India is all set to take its first step in utlising its vast thorium resource in nuclear reactors for power generation as the Centre has decided to start the construction of its first 300 MW (megawatt) thorium reactor by 2016-17.
The construction of advanced heavy water reactor (AWHR) that will use thorium as fuel would be launched towards the end of the 12th Plan period, V Narayansamy, minister of state in the Prime Minister's Office, informed the Rajya Sabha on Thursday.
A design of AHWR incorporating several elements of indigenous pressurised heavy water reactor has been readied by a team at Bhabha Atomic Research Centre in Mumbai, led by R K Sinha, who took over as the new chairman of the Atomic Energy Commission.
The 300 MW reactor might be located at Tarapur in Maharashtra or Kudankulam in Tamil Nadu, sources in the atomic energy department (DAE) told Deccan Herald.
The reactor will require 52 tonnes of fuel in its core initially. As the subsequent annual fuel requirement is only 4.7 tonnes, India can sustain on its thorium reserve for hundreds of years.
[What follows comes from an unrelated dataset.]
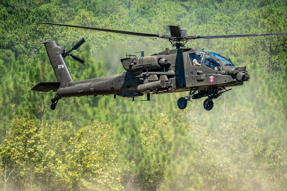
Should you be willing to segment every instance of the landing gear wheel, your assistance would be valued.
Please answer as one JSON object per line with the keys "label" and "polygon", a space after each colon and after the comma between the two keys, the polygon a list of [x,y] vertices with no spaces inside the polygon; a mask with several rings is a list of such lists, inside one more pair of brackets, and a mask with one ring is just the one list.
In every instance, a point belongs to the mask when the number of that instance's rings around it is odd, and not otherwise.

Exploitation of thorium was conceived by Homi Bhabha in 1960s while framing India's three stage nuclear programme. The idea was to start with the limited amount of uranium available in the country and from outside, but eventually moving up to thorium.
The first thorium reactor would be a research project as several key technological issues were needed to be addressed before a thorium reactor was made commercial, said a DAE scientist. The lead time could be several decades.
As a fuel, thorium has certain advantages. It is a better quality fertile fuel, gives better performance in the reactor and offers less problem with storage and disposal.
On the flip side, there are serious problems related to corrosion of stainless steel vessels and pipes, radiation build up, higher cost in fuel cycle activity due to automated reprocessing and re-fabrication and separation of spent fuel solution to avoid long-term radiological impact. All of them posed major technological challenges, he explained.
The biggest plus point, however, is thorium's abundance in monazite-rich beach sands in Kerala and other states. India has an estimated 10.7 million tonnes of monazite sands (containing 8.4 lakh tonnes of thorium metal) occurring in beach and river sands in association with other heavy minerals.
Out of nearly 100 deposits of heavy minerals, at present only 17 deposits containing about four million tonnes of monazite have been identified as exploitable.